Nel risalire il promontorio, mi staccai dagli altri e seguii il bordo della scogliera. Sull’ampia spiaggia le pozze d’acqua lasciate dalla marea mandavano riflessi d’argento venato di rosso, modellini dello smisurato oceano che rifluiva più lontano. Dall’altra parte c’era la valle, la nostra valle, chiusa contro il mare dalle montagne. Gli alberi della foresta che copriva i monti scuotevano i rami nel vento di mare del tramonto; il sole sprofondava e conferiva al verde delle foglie di tarda primavera la sfumatura giallorosa del polline. Per chilometri, su e giù lungo la curva della costa, la foresta si agitava; abeti bianchi, pini, abeti rossi, sembravano la chioma di una creatura viva. E il vento agitava anche i miei capelli. Non si vedeva segno d’uomo, nei pendii intersecati di forre (anche se l’uomo c’era): solo alberi, alti e bassi, sequoie e pini di Torrey ed eucalipti, una cascata di montagne verde scuro nel mare; e mentre percorrevo l’orlo della scogliera color ambra, ero felice. Non avevo il minimo sospetto che, con i miei amici, avrei dato inizio a un’estate che ci avrebbe… cambiati.

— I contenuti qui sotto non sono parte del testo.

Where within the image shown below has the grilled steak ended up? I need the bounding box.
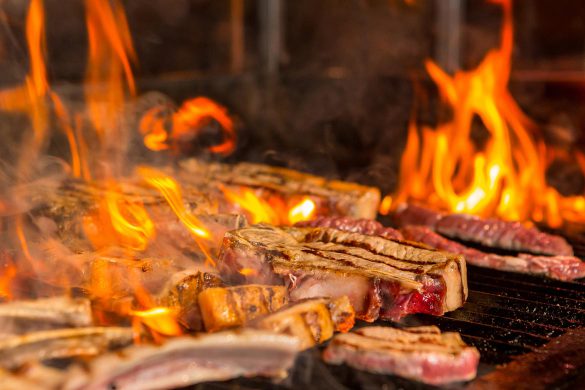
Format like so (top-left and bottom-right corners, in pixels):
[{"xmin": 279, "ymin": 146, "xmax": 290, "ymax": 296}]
[
  {"xmin": 179, "ymin": 159, "xmax": 380, "ymax": 219},
  {"xmin": 198, "ymin": 285, "xmax": 288, "ymax": 332},
  {"xmin": 323, "ymin": 326, "xmax": 479, "ymax": 385},
  {"xmin": 0, "ymin": 297, "xmax": 92, "ymax": 337},
  {"xmin": 218, "ymin": 225, "xmax": 467, "ymax": 321},
  {"xmin": 66, "ymin": 330, "xmax": 299, "ymax": 390},
  {"xmin": 158, "ymin": 271, "xmax": 223, "ymax": 332},
  {"xmin": 249, "ymin": 296, "xmax": 355, "ymax": 349},
  {"xmin": 395, "ymin": 205, "xmax": 573, "ymax": 256},
  {"xmin": 0, "ymin": 327, "xmax": 133, "ymax": 368},
  {"xmin": 295, "ymin": 217, "xmax": 403, "ymax": 240},
  {"xmin": 402, "ymin": 226, "xmax": 585, "ymax": 280}
]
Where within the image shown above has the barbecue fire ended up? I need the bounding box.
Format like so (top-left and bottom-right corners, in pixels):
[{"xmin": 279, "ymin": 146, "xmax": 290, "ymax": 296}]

Mentre scrivo il resoconto di quei mesi, nel cuore dell’inverno più rigido che abbia mai visto, ho il vantaggio del senno di poi e capisco che la spedizione alla ricerca d’argento fu l’inizio di tutto… non tanto a causa di quel che accadde, sia chiaro, ma a causa di quel che non accadde; a causa dei modi in cui fummo ingannati. A causa di quel che risvegliò in noi il gusto dell’avventura. Avevo fame, capite: non solo di cibo (questa era una costante), ma di una vita che fosse qualcosa di più che pescare, strappare erbacce e controllare trappole. E Steve era anche più affamato di me.